Following the pasta course was a bread course intermezzo like no bread you have ever had before, one meat (a brioche made with beef fat from strip steaks), one vegetable (with beet, leek, and zucchini), and one fish (squid ink).
The fish course was a delicate branzino en croute, with a crispy slice of pullman loaf in place of the traditional puff pastry, served with an artichoke and peppers with a spiced tamarind broth. The crisp en croute was both whimsical and delicious.

Dry-aged guinea hen served two ways with dirty rice and herb salad indicated the meal was drawing to a close. The dry-aging, a technique often used with beef, concentrated the flavor of the fowl. Crispy breast and succulent thigh delivered a powerful punch is just a few bites.

Dessert was another two part affair. First was the brown butter tart with pear, chestnut, and pear sherbet which balanced the savory characteristics of the chestnut and the tart with the autumnal sweetness of pear. The bittersweet almond included amaretti, poached apples, and buttermilk ice cream. Each offered a tasty end to an evening of indulgence, and I happily demolished both.

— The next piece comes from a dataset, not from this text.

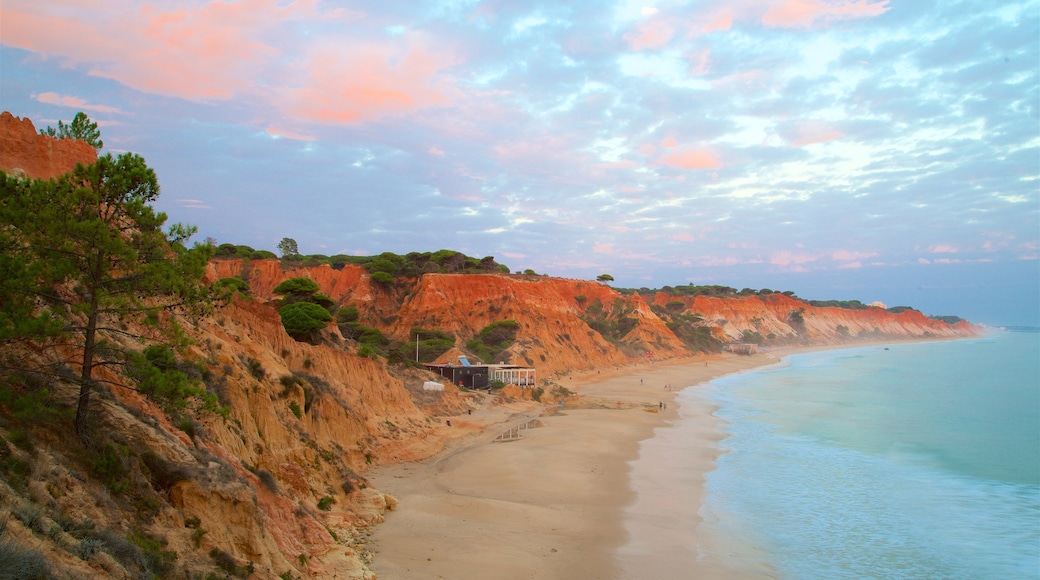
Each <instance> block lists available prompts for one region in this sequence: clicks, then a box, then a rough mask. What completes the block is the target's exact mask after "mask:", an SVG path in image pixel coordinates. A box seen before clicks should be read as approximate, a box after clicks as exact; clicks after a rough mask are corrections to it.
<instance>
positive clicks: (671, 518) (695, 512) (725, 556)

Chef Kulp and Ellen Yin have remade Fork, ensuring that it will continue to be a jewel in Philadelphia's culinary crown. Creative and wonderful at every turn, there was but one real misstep, a couple of radishes that tasted of salt and nothing else. Other than that, it was one of the best meals I have had in a very long time. I can't wait to go back. And I'm looking forward to sampling Chef Kulp's more casual offerings at High Street on Market too.